Progress is impossible without change, and those who cannot change their minds cannot change anything.
— George Bernard Shaw
It’s funny how life’s lessons can be seen in simple things like toys. I remember the abacus-type toys of years ago, and how much fun it was to move the little bead along the wire, sometimes making everything line up, sometimes pushing one along, clearly not matching the beads on the wires above and below.
Then came Patent US 5112268 A, a bigger version of a bead on a wire. It is something like a roller coaster, allowing you to move the bead all over the place, still on a wire but moving over and under and in a loop-the-loop.
The word “loop” comes from a Scottish Gaelic word “lùb,” which means to bend.
There’s the lesson I’ve learned, right there in the loop-the-loop: Life isn’t meant to be a bead stuck in one spot that you can just spin around.
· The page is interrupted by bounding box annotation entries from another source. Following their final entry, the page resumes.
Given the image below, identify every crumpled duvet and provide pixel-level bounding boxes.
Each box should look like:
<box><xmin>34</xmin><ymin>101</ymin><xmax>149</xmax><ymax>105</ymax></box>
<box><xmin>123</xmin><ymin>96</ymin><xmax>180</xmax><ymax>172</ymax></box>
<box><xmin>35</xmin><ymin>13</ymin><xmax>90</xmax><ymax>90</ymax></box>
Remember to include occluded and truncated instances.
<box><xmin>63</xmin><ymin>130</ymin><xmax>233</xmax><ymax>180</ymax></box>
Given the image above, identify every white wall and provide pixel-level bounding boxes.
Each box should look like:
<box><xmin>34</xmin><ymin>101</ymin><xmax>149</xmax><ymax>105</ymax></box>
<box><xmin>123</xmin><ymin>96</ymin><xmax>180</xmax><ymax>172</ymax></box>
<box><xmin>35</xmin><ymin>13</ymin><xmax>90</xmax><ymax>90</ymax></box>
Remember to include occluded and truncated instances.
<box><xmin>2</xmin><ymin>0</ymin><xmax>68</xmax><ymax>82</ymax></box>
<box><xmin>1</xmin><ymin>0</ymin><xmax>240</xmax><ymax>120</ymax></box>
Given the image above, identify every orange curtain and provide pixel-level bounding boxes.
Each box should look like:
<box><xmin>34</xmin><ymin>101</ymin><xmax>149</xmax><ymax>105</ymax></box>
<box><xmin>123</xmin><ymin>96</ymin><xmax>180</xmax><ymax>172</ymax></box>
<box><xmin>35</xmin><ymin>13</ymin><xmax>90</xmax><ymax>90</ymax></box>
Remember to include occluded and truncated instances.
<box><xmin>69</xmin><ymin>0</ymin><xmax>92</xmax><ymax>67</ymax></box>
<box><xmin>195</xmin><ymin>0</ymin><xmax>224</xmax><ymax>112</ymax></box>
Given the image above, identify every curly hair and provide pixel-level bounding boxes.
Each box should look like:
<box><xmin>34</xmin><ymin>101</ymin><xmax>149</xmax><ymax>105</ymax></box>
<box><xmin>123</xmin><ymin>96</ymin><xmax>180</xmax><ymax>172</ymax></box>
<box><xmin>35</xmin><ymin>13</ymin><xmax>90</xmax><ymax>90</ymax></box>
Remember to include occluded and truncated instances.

Life is meant to be a bead that can move along the wire, or in life’s case along a path, beginning in one place, moving under and over where it might have begun with a few loop-the-loops along the way.
A person’s life is still on the same path (or wire) from the first curve to the last, with lots of colorful bends. That is the one thing that is dependable.
Dependability is a good thing and a great trait in a person, if by dependability you mean they will always show up and will always be there if you need them. There is not much more important to an employer than a dependable employee, one who will be there every day to get the job done.
It’s important to know that your spouse or partner or your parents are dependable, so you don’t have to wonder if they’ll be there at the end of the day. The core person inside of each of us, hopefully, never changes, unless you have been a heel most of your life, in which case you have permission to change.
It seems to me, though, that there comes a point when it is at least as an important to be bendable as it is to be dependable. That point is in our thinking.
I think a lot. Many things I’ve believed throughout life have been disproven: cracking your knuckles won’t cause arthritis, though it can dislocate tendons; going out with wet hair won’t cause you to have a cold, though it might be uncomfortable on a chilly day; and eggs aren’t the cause of cholesterol problems, saturated fat is.
Ptolemy, a mathematician and astronomer living around 100 A.D., was certain that our Earth was the center of the universe, and after enjoying popularity for over 1,000 years, that belief had to change.
People such as scientists Galileo and Copernicus, showed how wrong that fact was. The new truth is that neither our planet nor any one of us is at the center of the universe, after all.
Talking with a friend recently, I shared my thoughts of how I see my life as a wire, and I am the colorful bead moving around (I’m probably the purple one).
Just as we can push those beads forward and backward on the wire, I can move forward and backward in life: Seeking new understanding of different topics, I move forward, and sometimes deciding that an old understanding fits me better, I might scoot back.
Growing up, I learned about the importance of crisply ironed clothes, and as an adult I’ve discovered a steamer is sometimes an easier choice, but sometimes the crisp crease made by an iron calls me back to pull out the board and plug in old faithful. It’s OK to decide old ways of doing and thinking work for us.
It’s a scary thing to risk the change that will come when we listen to a new point of view. What if we find that we change how we feel? Will people still accept us, or will we be the odd man out with a new perspective?
As exciting as it is when we see ourselves changing, we must remember an important thing: If it’s possible for you to change, it is possible that others have changed who they are, too, and that is just as exciting for them. Accepting and celebrating each other as we experience those moves along the wire is imperative if we want to enjoy relationships.
I always think of the woman who cut the end off of the roasts she cooked, and her daughter, and later her granddaughter, followed suit. When the granddaughter asked her mother why they did this a particular way, the only answer was “Well, that’s just how your grandmother always did it.”
The grandmother was then asked why she had always cooked it this way, and she gave a simple reply. “It’s nothing special about the way I cook. I had to cut it down so it would fit in the only roasting pan I had.”
It had nothing to do with the way of preparing the meat and everything to do with the grandmother adjusting for what she had available. What if you could try to think differently (the bead sliding forward), allowing yourself permission to return if the new knowledge didn’t work for you (the bead sliding backward)?
There are plenty of people who absolutely will not bend, and they’ll never really make progress. and in that way their dependability is a downfall as they are the bead stuck on the wire spinning around but never moving.